Siri, Are You Taking Over Mobile Search?
The new iPhone 4s comes with a feature that is bound to impact how search marketers try to reach iPhone users. Siri, the voice recognition app that comes standard with the new iPhone, can be used to control text messaging and reminders inside the device. But it can also be used as a search tool, […]
The new iPhone 4s comes with a feature that is bound to impact how search marketers try to reach iPhone users.
Siri, the voice recognition app that comes standard with the new iPhone, can be used to control text messaging and reminders inside the device. But it can also be used as a search tool, to call up specific information from the outside world.
With the mobile search space already in flux, Siri adds a game-changing angle, particularly for marketers that want to reach the lucrative (presumably affluent) iPhone audience.
Here are some factors for businesses to consider as Siri grows in both audience and usage:
- Siri works. Siri’s voice recognition is nearly flawless, and its utility right now is only limited by the APIs that Apple has given it to work with. It’s likely that the API list will grow, giving iPhone users access to pretty much any form of information they can verbally request.
- Siri is a velvet rope. Apple’s choice of APIs to power Siri will, in effect, choose the leading search tools for the iPhone. As Danny Sullivan and Greg Sterling reported, an iPhone user can ask Siri to use Bing or Yahoo to perform a search. But Google is the default, and most users will take the default option if it serves them well.

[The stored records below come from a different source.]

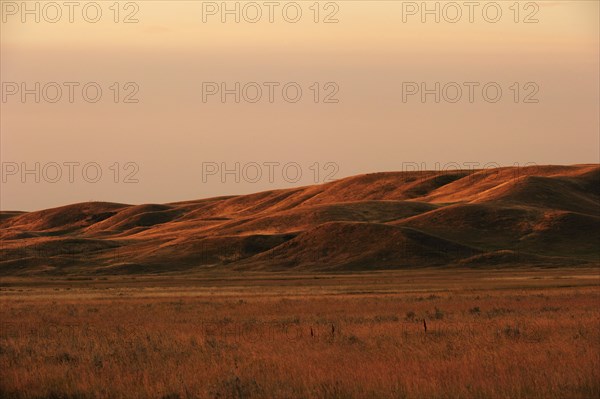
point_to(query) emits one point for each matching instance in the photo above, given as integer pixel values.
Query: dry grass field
(490, 334)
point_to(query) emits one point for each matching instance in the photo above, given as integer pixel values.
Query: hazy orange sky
(369, 54)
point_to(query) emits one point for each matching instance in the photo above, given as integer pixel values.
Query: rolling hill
(539, 215)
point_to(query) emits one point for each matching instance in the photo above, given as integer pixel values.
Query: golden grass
(518, 334)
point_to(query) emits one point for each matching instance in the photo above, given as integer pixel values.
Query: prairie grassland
(490, 334)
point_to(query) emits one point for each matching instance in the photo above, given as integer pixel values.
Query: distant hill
(540, 215)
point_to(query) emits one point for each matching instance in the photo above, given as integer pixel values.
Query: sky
(163, 101)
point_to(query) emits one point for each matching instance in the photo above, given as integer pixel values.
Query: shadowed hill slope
(540, 215)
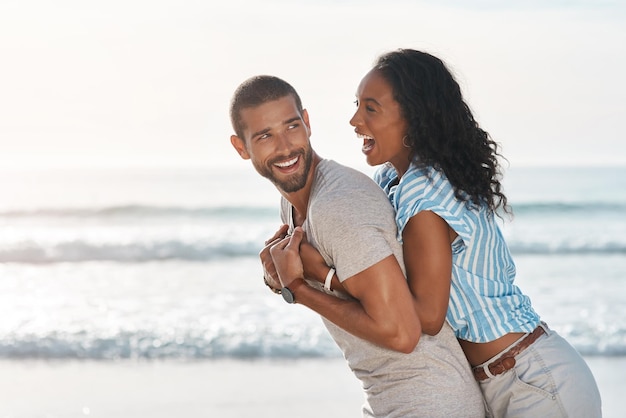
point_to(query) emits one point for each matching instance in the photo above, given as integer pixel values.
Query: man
(349, 220)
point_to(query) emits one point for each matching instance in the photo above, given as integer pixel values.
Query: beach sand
(221, 388)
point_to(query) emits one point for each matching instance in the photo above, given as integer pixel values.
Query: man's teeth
(287, 163)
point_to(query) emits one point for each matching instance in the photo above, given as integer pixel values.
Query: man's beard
(296, 181)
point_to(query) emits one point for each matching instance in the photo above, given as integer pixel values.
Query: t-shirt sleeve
(354, 229)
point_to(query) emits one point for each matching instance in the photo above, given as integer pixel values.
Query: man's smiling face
(276, 140)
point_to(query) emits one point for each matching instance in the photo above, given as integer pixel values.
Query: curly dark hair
(442, 131)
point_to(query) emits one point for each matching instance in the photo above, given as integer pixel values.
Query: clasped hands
(288, 257)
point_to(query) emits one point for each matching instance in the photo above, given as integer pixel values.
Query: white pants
(550, 379)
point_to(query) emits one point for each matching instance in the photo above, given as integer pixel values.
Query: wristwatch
(289, 292)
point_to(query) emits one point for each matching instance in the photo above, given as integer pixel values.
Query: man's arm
(382, 311)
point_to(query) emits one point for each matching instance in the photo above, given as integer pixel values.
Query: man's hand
(286, 257)
(269, 271)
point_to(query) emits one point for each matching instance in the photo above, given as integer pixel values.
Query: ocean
(151, 263)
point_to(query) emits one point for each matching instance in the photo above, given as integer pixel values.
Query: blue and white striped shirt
(484, 303)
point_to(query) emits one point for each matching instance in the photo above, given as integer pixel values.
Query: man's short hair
(254, 92)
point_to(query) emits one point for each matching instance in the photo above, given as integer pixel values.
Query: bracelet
(329, 279)
(277, 291)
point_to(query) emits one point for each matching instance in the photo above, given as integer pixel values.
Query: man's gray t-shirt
(352, 224)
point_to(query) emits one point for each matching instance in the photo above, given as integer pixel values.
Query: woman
(441, 173)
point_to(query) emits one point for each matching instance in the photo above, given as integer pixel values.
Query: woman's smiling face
(378, 120)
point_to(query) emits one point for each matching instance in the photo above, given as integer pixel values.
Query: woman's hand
(286, 259)
(269, 271)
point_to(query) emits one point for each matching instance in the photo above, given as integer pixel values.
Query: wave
(308, 343)
(136, 252)
(151, 345)
(202, 250)
(252, 212)
(80, 251)
(568, 208)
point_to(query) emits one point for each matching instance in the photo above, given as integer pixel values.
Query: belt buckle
(503, 365)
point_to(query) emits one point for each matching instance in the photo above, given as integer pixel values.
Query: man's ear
(305, 118)
(240, 146)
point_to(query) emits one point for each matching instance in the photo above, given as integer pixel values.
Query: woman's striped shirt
(484, 302)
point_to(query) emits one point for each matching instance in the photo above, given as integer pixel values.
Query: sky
(138, 82)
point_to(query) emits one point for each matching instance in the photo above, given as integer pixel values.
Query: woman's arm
(428, 260)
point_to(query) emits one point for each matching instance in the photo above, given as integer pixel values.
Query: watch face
(288, 295)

- Pick your battle. For any given business, there will be one all-important API that needs to know who you are. Today, that’s pretty much limited to Google Search, Google Places and Yelp. But in the future, Apple may add APIs to cover more niches. For example, if one of the many physician portals is chosen as the API for look-ups, then it will be very important for doctors to get listed there.
- Make that two APIs. Google is also advancing the voice recognition functions on Android, and may match Siri for ease of use. If so, you can expect their “Siri” (“Andrew”?) to become the lead search method on many other smartphones. In which case, all the planning implied above gets doubled, with two tracks of promotional tactics to hit both platforms.
- Siri likes keywords. When searching for restaurants that serve ravioli, Siri returns a list of places that mention ravioli in their Yelp reviews. Yes folks, keyword optimization is still very much the name of the game.
- Siri localizes by default. “Show me restaurants” uses the Location Services in my iPhone to correctly assume that I want a list of Boston restaurants.
- Punjabi “Dubba”. One of my favorite Indian places is Punjabi Dhaba, a fast-paced joint that serves fresh, hot Indian on mess-hall steel trays. But Siri can’t understand the name. Fortunately, they happen to be No. 1 when you ask for a list of Indian places in Cambridge. In this case, attention to both keywords and category choices can help make up for a name that voice recognition systems find challenging.
As Apple continues to develop Siri, we’ll see what directions it (she?) takes, and I’ll post updates here to track how it impacts mobile search marketing.